# Cock Fight at My Place, Graphic Sure to Offend Pics Included



## OsiaBoyce (Mar 28, 2010)

http://www.youtube.com/watch?v=oO9n_88rNGk

 Cockfighting has gotten such a bad rap in the press right recently.

 Just to show ya it's not to bad, I staged a fight at my house this afternoon.

 Now I know I've pissed a lot of ya off recently, and I won't apologize for it. So get over it and get ready to po'ed again.

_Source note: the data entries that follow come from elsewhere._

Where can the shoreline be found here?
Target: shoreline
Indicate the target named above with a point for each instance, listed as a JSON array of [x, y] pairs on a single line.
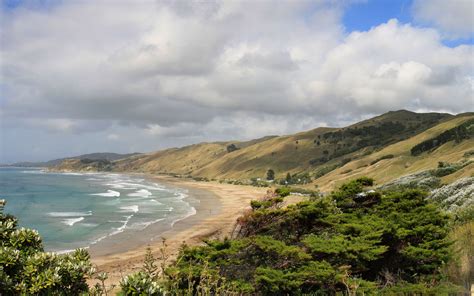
[[217, 208]]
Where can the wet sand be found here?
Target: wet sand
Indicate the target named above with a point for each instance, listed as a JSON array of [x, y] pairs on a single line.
[[217, 208]]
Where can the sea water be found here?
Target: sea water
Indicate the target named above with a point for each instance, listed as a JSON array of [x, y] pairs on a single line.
[[76, 210]]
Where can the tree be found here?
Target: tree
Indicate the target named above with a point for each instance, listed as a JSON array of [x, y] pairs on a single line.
[[355, 241], [270, 175], [288, 178], [25, 269]]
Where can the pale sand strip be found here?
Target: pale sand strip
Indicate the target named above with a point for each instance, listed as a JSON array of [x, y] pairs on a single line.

                                                                           Till then, Pat


----------



## OsiaBoyce (Mar 28, 2010)

The face off.


----------



## OsiaBoyce (Mar 28, 2010)

Ever wonder where the expresion "Runs away like a chicken" comes from. Wonder know more.


----------



## OsiaBoyce (Mar 28, 2010)

The attack.


----------



## OsiaBoyce (Mar 28, 2010)

Won't be long now.


----------



## OsiaBoyce (Mar 28, 2010)

And we have a new champion cock now, plus it's fried chicken for supper.


----------



## cyberdigger (Mar 28, 2010)

If the loser ain't all dead yet, I'd like to take him in and nurse him back, and get him trained up for a re-match..


----------



## PrivyProwler (Mar 28, 2010)

If I were you I would keep a low profile on this type of criminal activity. If these pics. get in the hands of the law you could be looking at some hard time. Anyhow good luck with any up coming events, and always bid on the under dog. The odds will pay alot better.


----------



## Clam (Mar 28, 2010)

I have $20 on the yellow one.......


----------



## morbious_fod (Mar 29, 2010)

> ORIGINAL:  OsiaBoyce
> 
> The face off.


 
 My moneys on the right one, because he has to be a killer if he has had that wind up key in his side all his life.


----------



## Poison_Us (Mar 29, 2010)

Oh the horror... The HORROR!

 I think steroid testing is in order, just to be fair.


----------



## Just Dig it (Mar 29, 2010)

You Never Cease To amaze Osia...You should change the title of the thread to..This THread Has Been Removed


----------